American International Group (AIG): Downgrades to 2 STARS (avoid) from 4 STARS (accumulate)
Analyst: Catherine Seifert
S&P is trimming the 2002 operating estimate of 65 cents, to $2.75 to reflect the fourth quarter's $1.8 billion net charge to cover a $2.8 billion pretax reserve boost. S&P also is lowering the 2003 opereating earnings per share estimate by 15 cents, to $3.85. The $2.8 billion addition is modest given AIG's $30 billion in general loss reserves. But, the erosion in casualty lines reserves (not asbestos) shocked investors. With AIG's "financial strength" premium multiple evaporating, S&P sees the shares trading in line with the peer group average, which implies another 10% or so downside.

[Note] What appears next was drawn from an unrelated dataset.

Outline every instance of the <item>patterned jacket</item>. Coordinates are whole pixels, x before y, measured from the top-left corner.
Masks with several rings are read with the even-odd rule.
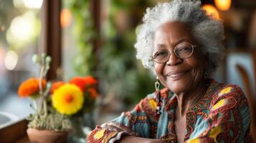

Avon Products (AVP): Maintains 4 STARS (accumulate)
Analyst: Howard Choe
Avon posted fourth quarter earnings per share of 80 cents vs. 46 cents, in line with S&P's guidance. Sales growth remains strong, up 5% (+14% in local currency) with volume up 16% and sales representatives up 13%. Europe and Pacific led regional sales growth, up 28% and 9%. Operating margins expanded 70 basis points, helped by restructuring benefits. Avon's 2003 targets of 5-6% sales growth and 100 basis point operating margin expansion are in line with S&P's expectations. With peer leading volume growth and solid execution, Avon is appealing at 19.5 times S&P's 2003 earnings per share estimate, in line with personal care peers.
ResMed (RMD): Upgrades to 4 STARS (accumulate) from 3 STARS (hold)
Analyst: Robert Gold
The medical equipment maker posted fiscal 2003 (June) earnings per share of 30 cents vs. 26 cents, a penny below S&P's forecast due to litigation expense. Revenue growth of 33% beat expectations as a 7% foreign exchange benefit joined with rising sales of flow generators, diagnostics, and masks. Germany sales rebounded nicely, rising 33%. The inventory issue appears to be resolved as the SMI acquisition is integrated. S&P is leaving the fiscal 2003 estimate at a below-consensus $1.25, or 90 cents after an estimated option expense. With three-year growth seen at 23%, S&P has a 12 month target of $37, or 21 times S&P's fiscal 2004 estimate of $1.60.